A madrasta respondeu o post feito pelo clube. O Atlético-GO garantiu que Wagner, suposto assediador, não faz parte do clube, seria apenas um “terceirizado” da escolinha convidada a acompanhar o campeonato. No entanto, Camila apresenta diversas fotos do homem acompanhando divisões semi-profissionais do time, como sub-18 e sub-20 feminino.

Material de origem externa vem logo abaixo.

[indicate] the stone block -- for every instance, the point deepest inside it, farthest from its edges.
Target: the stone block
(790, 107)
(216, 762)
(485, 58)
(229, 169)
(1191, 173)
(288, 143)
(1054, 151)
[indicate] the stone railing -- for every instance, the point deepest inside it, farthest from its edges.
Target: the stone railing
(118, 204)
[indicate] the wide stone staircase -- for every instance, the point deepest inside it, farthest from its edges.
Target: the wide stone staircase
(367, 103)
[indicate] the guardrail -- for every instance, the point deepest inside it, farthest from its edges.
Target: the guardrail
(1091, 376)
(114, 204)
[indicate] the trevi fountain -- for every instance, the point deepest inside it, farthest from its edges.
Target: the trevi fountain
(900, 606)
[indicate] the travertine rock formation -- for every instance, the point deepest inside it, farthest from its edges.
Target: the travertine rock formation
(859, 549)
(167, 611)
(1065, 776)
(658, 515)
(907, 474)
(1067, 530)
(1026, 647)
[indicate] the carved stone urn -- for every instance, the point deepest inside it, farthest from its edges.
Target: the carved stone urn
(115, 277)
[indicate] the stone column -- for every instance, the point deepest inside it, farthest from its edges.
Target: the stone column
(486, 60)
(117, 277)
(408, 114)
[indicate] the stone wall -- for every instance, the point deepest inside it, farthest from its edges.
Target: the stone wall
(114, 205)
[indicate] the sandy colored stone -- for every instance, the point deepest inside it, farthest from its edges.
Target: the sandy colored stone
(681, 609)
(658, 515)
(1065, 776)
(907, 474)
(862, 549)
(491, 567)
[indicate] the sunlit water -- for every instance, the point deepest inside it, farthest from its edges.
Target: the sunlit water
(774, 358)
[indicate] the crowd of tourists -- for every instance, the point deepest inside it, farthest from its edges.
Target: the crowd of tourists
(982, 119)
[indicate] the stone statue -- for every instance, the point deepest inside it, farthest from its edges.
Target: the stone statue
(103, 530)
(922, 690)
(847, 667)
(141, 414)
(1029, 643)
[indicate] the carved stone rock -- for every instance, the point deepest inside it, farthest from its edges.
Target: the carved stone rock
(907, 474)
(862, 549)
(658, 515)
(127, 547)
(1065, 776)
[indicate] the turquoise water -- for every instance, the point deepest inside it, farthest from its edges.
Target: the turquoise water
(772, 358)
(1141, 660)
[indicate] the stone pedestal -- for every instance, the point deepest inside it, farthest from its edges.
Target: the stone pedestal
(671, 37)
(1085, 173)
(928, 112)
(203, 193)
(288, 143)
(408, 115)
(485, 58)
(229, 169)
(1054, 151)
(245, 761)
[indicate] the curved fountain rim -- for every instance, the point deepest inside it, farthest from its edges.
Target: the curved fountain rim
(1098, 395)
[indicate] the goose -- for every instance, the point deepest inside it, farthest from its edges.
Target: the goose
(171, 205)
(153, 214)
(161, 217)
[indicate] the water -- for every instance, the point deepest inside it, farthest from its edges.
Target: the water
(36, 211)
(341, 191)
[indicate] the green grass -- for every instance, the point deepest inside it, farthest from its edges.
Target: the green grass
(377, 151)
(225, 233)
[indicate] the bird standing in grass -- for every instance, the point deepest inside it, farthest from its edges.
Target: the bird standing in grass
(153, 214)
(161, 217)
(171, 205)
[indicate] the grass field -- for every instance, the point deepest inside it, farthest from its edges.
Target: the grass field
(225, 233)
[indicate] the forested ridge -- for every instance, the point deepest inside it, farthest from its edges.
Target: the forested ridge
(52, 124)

Em seu comunicado, o clube goiano afirmou que não compactua com qualquer conduta de cunho abusivo e reiterou o compromisso com a proteção integral de menores. O clube também afirmou que considera inadmissíveis comportamentos que violem a integridade física, moral ou emocional de crianças e adolescentes.
Ainda no texto, o Dragão também condenou quaisquer condutas machistas. Camila Marques usou este gancho para relembrar um episódio em que o presidente do clube, Adson Batista, foi acusado de uma fala machista por uma repórter.
Na ocasião, o mandatário disse que a jornalista “achou o jogador bonitinho” e estaria comentando dele para chamar atenção. No mesmo momento a profissional deixou claro que achou o comentário desrespeitoso e a acusou de estar se vitimizando.